Janukowytsch: Moskaus Marionette
Unter Janukowytsch wurde die Ukraine zunehmend von Russland abhängig gemacht. Die Verteidigungsfähigkeit des Landes wurde systematisch geschwächt, und russische Agenten durchdrangen Staat und Gesellschaft.
Doch der Versuch, die Ukraine wieder unter Kreml-Kontrolle zu bringen, scheiterte, als Janukowytsch Ende 2013 ein Assoziierungsabkommen mit der EU überraschend ablehnte – ein Schritt, der massive Proteste auslöste, bekannt als Euromaidan. Die Demonstrationen eskalierten, als die Behörden scharfe Munition gegen Demonstranten einsetzten und über 100 Menschen töteten. Im Februar 2014 floh Janukowytsch nach Russland.
2014: Der „kleine Krieg“ beginnt
Nach Janukowytschs Sturz ging Russland aggressiv vor. 2014 annektierte es die Krim und entfesselte den Krieg im Donbass. Damit endete endgültig Moskaus Täuschung, die ukrainische Souveränität zu respektieren.
Die seit dem 17. Jahrhundert bestehende Vorstellung, dass die Ukraine ein untrennbarer Teil Russlands sei, wurde nun zur Triebkraft der Kreml-Militärstrategie. Russische Kriegspropaganda stellte die ukrainische Unabhängigkeit als westliche Verschwörung dar und sprach von der Notwendigkeit einer „Entnazifizierung“ – ein Codewort für die Zerstörung der ukrainischen Identität.
2022: Die Invasion in voller Breite
Am 24. Februar 2022 startete Russland eine groß angelegte Invasion der Ukraine und verletzte damit alle Normen des Völkerrechts. Die ideologische Begründung blieb dieselbe wie seit Jahrhunderten: Die Ukraine sei keine echte Nation. Russische Propaganda griff Narrative aus der Zeit Chmelnyzkyjs auf und behauptete, die Ukraine habe „immer zu Russland gehört“ und der Westen würde sie „zerstören“.
Gleichzeitig wuchs in der Ukraine die Überzeugung, dass Russland ein rückständiger, imperialistischer Aggressor sei.
Der groß angelegte Krieg gegen die Ukraine offenbarte die dunkelsten Seiten des russischen Imperialismus: die Entmenschlichung der Ukrainer, die Zerstörung von Städten, die Ermordung von Zivilisten und Kriegsgefangenen, Massendeportationen und eine Propagandamaschine, die selbst ihre offensichtlichsten Verbrechen leugnet.
Die russische Politik gegenüber der Ukraine ist nicht nur nationalistischer Natur – sie weist klare Elemente von Rassismus auf.
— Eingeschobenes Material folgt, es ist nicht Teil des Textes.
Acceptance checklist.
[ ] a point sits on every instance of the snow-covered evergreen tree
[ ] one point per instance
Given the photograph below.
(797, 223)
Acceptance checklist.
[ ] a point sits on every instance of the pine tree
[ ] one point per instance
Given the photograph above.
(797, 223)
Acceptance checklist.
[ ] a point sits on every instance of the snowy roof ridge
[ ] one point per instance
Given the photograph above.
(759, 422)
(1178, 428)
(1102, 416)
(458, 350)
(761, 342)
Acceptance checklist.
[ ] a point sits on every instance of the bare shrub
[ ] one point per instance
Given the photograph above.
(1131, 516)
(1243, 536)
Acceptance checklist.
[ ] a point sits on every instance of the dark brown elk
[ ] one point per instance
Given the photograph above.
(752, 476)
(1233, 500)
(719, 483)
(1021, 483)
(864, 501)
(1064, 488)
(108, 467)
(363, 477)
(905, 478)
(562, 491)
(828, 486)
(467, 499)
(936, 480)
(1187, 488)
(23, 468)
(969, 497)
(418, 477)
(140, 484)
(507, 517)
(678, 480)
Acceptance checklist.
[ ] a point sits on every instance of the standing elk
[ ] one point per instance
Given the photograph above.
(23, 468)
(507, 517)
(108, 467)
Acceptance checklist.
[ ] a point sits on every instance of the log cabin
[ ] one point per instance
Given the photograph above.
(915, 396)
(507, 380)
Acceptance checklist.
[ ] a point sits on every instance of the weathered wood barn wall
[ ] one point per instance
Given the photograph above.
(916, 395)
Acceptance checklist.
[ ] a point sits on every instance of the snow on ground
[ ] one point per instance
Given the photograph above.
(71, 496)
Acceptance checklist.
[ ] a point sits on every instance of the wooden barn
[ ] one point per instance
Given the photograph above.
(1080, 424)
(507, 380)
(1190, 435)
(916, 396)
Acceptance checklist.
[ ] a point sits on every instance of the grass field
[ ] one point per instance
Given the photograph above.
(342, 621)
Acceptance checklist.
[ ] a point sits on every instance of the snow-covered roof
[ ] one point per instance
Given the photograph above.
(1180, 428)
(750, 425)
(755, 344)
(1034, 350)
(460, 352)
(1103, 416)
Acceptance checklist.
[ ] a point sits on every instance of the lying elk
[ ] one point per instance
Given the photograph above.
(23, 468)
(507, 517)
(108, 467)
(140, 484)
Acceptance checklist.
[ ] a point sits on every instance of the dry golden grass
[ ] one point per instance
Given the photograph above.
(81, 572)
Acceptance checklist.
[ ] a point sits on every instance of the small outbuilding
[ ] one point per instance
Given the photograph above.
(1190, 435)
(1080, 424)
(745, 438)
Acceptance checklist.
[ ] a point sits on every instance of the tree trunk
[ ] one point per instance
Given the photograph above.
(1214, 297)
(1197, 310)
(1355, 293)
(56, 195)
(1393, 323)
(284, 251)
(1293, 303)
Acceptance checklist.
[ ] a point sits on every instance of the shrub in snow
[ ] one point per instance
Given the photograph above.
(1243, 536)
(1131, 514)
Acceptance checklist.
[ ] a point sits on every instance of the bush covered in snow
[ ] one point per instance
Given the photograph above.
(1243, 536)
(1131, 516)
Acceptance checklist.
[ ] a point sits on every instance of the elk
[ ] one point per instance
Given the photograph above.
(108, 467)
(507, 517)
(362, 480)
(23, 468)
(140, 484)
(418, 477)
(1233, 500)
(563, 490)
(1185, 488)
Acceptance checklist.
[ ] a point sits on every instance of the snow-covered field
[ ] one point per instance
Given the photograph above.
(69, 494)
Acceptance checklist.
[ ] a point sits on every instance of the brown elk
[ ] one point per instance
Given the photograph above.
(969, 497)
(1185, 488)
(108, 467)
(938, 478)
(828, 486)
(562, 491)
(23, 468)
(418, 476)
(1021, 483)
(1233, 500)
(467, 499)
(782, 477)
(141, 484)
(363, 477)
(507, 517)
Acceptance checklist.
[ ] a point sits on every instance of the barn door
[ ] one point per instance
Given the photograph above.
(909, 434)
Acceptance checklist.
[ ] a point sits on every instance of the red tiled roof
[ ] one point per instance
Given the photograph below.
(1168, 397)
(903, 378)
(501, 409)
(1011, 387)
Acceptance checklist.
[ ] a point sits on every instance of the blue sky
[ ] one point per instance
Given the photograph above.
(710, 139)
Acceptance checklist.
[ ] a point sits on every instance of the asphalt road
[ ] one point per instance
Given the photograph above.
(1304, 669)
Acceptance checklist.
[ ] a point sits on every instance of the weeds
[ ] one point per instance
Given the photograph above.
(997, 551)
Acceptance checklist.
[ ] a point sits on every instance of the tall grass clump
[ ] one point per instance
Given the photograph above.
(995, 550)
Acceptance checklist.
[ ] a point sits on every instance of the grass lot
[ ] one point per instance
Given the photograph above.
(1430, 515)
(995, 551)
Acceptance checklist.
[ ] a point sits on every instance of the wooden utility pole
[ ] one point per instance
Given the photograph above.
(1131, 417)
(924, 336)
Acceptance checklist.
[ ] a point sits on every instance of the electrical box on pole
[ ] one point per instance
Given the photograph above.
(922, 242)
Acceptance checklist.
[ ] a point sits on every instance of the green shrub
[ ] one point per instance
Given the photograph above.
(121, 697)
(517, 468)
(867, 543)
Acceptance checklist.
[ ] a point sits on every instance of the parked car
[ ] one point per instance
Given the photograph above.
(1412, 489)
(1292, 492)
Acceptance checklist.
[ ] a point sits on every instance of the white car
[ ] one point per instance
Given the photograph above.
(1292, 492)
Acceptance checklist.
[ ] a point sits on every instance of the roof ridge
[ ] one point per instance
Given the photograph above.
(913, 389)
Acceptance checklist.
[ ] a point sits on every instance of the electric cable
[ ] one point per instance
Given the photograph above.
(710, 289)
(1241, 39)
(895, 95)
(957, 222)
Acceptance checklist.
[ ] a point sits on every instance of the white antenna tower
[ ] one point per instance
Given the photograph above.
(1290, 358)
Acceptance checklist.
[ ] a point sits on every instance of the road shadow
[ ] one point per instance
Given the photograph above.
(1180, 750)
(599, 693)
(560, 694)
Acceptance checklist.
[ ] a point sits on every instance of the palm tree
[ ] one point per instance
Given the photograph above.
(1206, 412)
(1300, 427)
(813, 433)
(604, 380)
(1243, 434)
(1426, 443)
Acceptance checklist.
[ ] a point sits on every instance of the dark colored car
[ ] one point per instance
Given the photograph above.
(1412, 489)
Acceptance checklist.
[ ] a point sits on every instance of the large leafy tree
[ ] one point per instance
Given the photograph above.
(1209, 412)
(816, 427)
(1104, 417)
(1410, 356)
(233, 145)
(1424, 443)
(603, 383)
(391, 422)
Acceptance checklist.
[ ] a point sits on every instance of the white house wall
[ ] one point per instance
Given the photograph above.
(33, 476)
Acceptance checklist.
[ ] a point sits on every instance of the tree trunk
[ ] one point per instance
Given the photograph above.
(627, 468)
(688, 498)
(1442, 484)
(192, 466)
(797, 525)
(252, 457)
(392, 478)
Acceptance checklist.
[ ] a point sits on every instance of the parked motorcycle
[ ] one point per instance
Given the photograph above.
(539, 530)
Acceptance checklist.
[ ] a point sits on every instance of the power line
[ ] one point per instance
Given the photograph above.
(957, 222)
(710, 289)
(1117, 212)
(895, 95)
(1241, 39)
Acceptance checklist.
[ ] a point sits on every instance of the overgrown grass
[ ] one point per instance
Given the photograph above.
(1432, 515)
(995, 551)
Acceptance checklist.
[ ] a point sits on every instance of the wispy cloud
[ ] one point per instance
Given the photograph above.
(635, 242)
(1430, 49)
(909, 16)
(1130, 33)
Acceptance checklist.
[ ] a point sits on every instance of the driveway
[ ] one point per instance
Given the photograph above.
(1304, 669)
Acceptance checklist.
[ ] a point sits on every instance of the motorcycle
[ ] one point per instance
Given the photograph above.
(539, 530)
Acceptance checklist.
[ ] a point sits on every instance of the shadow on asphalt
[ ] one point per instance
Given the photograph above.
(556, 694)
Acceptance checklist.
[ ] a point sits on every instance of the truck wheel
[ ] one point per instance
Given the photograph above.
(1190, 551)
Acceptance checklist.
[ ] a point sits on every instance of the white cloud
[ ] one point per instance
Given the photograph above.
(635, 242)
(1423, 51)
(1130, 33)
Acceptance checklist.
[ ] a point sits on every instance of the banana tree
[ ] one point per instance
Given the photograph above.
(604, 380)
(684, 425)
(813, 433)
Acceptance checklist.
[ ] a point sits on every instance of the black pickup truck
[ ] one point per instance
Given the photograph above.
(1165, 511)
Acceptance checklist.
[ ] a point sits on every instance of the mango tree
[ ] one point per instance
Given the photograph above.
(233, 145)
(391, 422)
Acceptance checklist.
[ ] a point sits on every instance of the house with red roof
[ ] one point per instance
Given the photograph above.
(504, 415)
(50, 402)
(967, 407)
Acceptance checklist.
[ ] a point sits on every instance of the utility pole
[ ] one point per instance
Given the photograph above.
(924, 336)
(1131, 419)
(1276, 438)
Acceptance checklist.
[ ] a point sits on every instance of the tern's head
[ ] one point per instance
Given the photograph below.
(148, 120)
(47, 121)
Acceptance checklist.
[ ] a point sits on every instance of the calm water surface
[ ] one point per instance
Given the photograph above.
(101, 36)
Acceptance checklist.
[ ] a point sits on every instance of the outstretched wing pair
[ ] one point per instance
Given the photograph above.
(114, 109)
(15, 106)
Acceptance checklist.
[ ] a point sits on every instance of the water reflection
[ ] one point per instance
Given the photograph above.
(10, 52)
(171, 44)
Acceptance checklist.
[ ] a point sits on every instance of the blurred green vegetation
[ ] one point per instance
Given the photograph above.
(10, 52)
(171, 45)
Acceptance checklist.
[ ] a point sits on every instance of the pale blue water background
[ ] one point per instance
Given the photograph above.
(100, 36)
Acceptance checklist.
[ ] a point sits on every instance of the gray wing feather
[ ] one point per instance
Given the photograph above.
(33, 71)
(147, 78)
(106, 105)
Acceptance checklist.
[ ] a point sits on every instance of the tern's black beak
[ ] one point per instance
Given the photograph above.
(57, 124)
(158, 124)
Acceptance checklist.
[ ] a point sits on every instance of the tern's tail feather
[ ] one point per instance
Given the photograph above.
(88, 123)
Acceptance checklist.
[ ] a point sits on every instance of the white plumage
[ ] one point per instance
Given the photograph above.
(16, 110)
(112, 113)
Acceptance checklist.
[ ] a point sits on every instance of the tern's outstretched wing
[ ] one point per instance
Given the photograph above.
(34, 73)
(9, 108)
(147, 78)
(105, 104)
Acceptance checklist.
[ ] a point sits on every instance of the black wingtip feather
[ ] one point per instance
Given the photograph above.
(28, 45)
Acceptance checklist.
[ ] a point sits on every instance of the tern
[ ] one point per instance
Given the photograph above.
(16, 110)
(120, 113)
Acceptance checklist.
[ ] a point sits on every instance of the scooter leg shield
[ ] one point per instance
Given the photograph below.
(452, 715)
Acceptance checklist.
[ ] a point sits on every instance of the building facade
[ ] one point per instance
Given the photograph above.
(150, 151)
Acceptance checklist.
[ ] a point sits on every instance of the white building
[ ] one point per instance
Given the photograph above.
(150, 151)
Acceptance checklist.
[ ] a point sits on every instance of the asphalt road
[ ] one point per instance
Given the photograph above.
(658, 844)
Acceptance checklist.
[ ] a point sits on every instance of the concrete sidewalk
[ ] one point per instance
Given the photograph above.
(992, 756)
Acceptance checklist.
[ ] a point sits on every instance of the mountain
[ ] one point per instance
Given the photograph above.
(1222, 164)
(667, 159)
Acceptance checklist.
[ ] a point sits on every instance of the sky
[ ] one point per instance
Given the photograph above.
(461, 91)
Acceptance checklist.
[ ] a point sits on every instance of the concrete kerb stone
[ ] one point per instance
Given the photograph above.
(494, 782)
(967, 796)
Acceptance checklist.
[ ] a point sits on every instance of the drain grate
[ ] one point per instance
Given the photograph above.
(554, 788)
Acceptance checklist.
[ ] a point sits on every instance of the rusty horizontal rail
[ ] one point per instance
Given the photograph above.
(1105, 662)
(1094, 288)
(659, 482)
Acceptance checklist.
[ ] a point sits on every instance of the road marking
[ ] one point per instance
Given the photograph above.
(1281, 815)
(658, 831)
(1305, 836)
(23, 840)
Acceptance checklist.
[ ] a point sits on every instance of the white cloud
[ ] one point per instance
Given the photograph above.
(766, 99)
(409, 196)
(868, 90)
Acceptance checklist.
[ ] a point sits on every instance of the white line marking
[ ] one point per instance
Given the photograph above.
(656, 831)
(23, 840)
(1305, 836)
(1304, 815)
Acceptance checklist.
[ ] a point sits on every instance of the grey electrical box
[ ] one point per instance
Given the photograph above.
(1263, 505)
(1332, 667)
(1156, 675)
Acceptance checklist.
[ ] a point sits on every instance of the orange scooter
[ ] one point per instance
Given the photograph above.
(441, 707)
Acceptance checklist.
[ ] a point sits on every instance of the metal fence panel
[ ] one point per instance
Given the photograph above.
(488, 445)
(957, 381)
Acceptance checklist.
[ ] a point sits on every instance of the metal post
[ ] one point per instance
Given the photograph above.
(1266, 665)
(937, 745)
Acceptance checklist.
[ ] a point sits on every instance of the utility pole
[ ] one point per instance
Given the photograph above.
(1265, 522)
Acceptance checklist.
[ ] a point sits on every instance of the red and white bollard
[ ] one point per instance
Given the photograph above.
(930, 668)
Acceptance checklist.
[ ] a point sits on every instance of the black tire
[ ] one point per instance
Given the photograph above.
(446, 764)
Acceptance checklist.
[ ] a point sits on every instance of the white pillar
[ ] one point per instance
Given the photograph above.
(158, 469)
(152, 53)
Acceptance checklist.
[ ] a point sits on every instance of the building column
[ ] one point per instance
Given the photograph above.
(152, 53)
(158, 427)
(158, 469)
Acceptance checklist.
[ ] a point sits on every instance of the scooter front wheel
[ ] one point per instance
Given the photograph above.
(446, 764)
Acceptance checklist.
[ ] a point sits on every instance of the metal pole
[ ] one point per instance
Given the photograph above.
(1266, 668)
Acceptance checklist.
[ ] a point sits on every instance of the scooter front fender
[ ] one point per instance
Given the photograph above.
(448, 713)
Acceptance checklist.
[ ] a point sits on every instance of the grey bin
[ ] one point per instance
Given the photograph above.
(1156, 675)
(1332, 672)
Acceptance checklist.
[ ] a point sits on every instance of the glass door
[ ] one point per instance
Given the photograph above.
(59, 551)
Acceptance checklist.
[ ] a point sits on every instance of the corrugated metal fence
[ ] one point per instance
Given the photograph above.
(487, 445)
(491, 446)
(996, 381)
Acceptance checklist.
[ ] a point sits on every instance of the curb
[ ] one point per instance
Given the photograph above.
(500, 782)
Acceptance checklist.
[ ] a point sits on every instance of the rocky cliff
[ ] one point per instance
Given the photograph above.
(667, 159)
Ukrainer werden in Putins Rhetorik als Untermenschen dargestellt, als „genetischer Müll“ oder „Verräter der russischen Welt“. Für den Kreml ist die Ukraine nicht nur eine „rebellische Provinz“, sondern eine existenzielle Bedrohung, die vernichtet werden muss.
Wird die Ukraine siegen?
Geschichte lehrt uns, dass Imperien fallen, wenn sie sich der Realität verweigern. Russland, gefangen in einer imperialen Denkweise des 19. Jahrhunderts, kann nicht akzeptieren, dass die Ukraine eine unabhängige Nation ist.
Doch egal, wie der Krieg endet – eines ist sicher: Russland hat die Ukraine für immer verloren. Und die Geschichte wird einst diejenigen richten, die sie zerstören wollten.